Theory behind the method

SEM is inspired by the theory of latent semantic analysis (LSA) (Landauer & Dumais, 1997; Landauer, McNamara, Dennis, & Kintsch, 2007). According to this theory humans posses knowledge and they express their knowledge through language (or words). How the words occur in text with relation to each other basically determine the meaning and communicate the knowledge. Based on experimental research we have found support that SEM significantly distinguishes between correct and incorrect statements.

Summary of the Invention

More particularly, the object of SEM is to provide a computer implemented method and a system that allows for prediction of the correctness of a statement. The method is performed on at least one computer and comprising the steps of: collecting a text corpus comprising a set of words; generating a representation of the text corpus; creating a semantic space for the set of words, summarizing statements in the semantic space, training on a set of training statements where the correctness is known to identify a prediction model, applying the model to statements for predicting correctness.
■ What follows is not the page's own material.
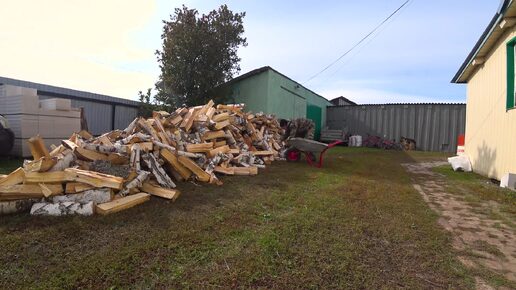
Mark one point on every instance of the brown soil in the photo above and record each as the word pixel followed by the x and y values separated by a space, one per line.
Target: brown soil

Here, a "text corpus" is a large and structured set of texts which is typically electronically stored and which may be electronically processed. The text corpus may contain texts in a single language or text data in multiple languages, and is collected by using conventional, known methods and systems.

A "semantic space" is the result of a mathematical algorithm that takes a text corpus as an input and creates a high dimensional space, where the dimensions in the space corresponds to semantic qualities, or features in of the words in the corpus. For example, one dimension may represent whether the words relate to something that is alive, whereas another dimension may represent to what extent the word relates to an emotion. Synonyms are located nearby each other in the space, and the distance between words is a measure of how semantically close the words are. The distance between two words is typically measured by the cosines of the angel between vectors representing the words, although other distant measures may also be used. Semantic spaces are created by using information of co-occurrence, and examples of algorithms for creating semantic spaces include the known Latent Semantic Analysis (LSA) (Landauer & Dumais, 1997; Landauer, et al, 2007), Independent Component Analysis and the random indexing (RI) method (Sahlgren, 2007).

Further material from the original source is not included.